Un roboticien qui s’appelait Rodney Brooks [9], ce sont plus les années 80, avait dit : « Il faut arrêter de rêver de simuler un cerveau, on n’y arrivera jamais. En revanche, il faut travailler sur des choses beaucoup plus simples ». Il travaillait sur des robots, il faisait des robots pour l’armée américaine et des robots aspirateurs, des trucs comme ça. Il disait : « Il faut créer des intelligences sans représentation ».
Asma Mhalla : C’est-à-dire ?
Emmanuel Grimaud : Des intelligences sans représentation c’est de l’intelligence, mais qui n’a pas les mécanismes de représentation symbolique qu’a un être humain.
Asma Mhalla : C’est donc strictement fonctionnel.
Emmanuel Grimaud : Totalement fonctionnel.
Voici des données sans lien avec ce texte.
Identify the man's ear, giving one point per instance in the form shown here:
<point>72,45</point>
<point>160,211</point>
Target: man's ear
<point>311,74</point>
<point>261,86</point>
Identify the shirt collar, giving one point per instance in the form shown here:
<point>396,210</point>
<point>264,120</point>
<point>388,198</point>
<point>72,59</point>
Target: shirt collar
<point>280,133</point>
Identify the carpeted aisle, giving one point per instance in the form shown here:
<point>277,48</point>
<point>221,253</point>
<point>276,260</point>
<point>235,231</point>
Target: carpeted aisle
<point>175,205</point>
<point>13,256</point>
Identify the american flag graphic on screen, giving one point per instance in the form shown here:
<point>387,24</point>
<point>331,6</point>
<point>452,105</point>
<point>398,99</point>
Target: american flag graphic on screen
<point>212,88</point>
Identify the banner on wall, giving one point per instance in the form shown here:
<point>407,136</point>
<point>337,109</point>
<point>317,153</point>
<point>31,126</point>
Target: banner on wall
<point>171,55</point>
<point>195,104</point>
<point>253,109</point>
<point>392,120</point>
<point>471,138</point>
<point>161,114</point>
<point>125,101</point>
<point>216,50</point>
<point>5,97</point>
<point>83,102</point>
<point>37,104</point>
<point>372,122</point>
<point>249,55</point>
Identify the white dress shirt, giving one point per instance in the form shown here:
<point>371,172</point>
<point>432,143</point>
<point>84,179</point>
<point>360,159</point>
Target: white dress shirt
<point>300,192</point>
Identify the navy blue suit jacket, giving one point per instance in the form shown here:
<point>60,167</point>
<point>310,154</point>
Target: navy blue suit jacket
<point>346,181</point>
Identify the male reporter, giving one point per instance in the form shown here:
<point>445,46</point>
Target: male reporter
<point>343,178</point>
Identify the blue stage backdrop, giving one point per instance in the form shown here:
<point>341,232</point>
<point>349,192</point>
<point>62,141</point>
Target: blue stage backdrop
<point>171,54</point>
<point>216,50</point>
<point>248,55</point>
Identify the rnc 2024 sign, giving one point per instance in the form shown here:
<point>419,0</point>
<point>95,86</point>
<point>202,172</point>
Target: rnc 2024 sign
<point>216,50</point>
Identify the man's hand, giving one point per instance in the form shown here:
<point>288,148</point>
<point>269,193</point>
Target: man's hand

On est dans ce moment-là où il y a des tas d’intelligences, au pluriel, de ce genre qui émergent, auxquelles on est tenté d’attribuer des qualités humaines.
Asma Mhalla : Et une projection anthropomorphe en réalité.
Emmanuel Grimaud : Et d’anthropomorphiser, parce que nous sommes très bien conçus pour anthropomorphiser tout ce qui nous entoure et c’est très bien.
Asma Mhalla : Puisque nous sommes au centre de l’univers, parait-il !
Emmanuel Grimaud : Dans le cas des machines c’est effectivement cela qui nous est posé comme problème.
Un autre problème aussi : un de mes collègue et ami, qui s’appelle Nicolas Nowak, dit qu’il faudrait faire un bestiaire des intelligences artificielles aujourd’hui parce qu’en fait elles se développent. On a tendance à parler de l’IA au singulier, ce qui est une grosse erreur, parce que, en réalité, il y a une hétérogénéité absolument monumentale des modèles, des usages, etc. Il faut arriver à rentrer un peu là-dedans, c’est ce que font les anthropologues, ils regardent un peu les choses telles qu’elles se font.
Asma Mhalla : On parlait beaucoup des imaginaires, de science-fiction, etc., ce qui m’amène à une question pour vous, Emmanuel Grimaud, en tant qu’anthropologue : d’après vous, à quoi ressemblera l’homme de demain ? J’en veux pour preuve, j’essaye de prolonger un peu ce que vous commenciez à évoquer : il n’y a pas une intelligence mais des intelligences et l’intelligence humaine en est une parmi d’autres.
Pascal Picq [10], un autre anthropologue, projetait une ère, une nouvelle ère – il ne parle pas forcément de rupture – de la symbiose entre ces intelligences qui feraient écosystème, qui ne s’annuleraient pas les unes des autres mais qui se compléteraient les unes aux autres. Qu’en pensez-vous ?
Emmanuel Grimaud : À mon avis, c’est plutôt une bonne projection. Après, je ne fais pas de futurologie parce que je sais qu’on se plante très facilement ; on peut spéculer, évidemment, mais on se trompe tout le temps quand on ne fait qu’extrapoler les tendances du présent.
Je reprends Leroi-Gourhan [6], un paléoanthropologue, parce que je l’aime beaucoup, il faut le relire aujourd’hui.
Asma Mhalla : C’est une recommandation que vous nous donnez.
Emmanuel Grimaud : Il s’était amusé à montrer que les gens qui faisaient des anticipations à la fin du 19e s’étaient complètement plantés. Ils s’étaient inspirés du fœtus pour imaginer qu’à la fin du 20e siècle nous serions tous des individus au cerveau énorme avec un visage complètement étriqué, un corps totalement étriqué et un cerveau énorme. Il y avait imaginé autre chose, c’est un peu plus ce qu’on vit, il avait imaginé ce qu’il appelait une humanité anodonte, c’est-à-dire gastéropode.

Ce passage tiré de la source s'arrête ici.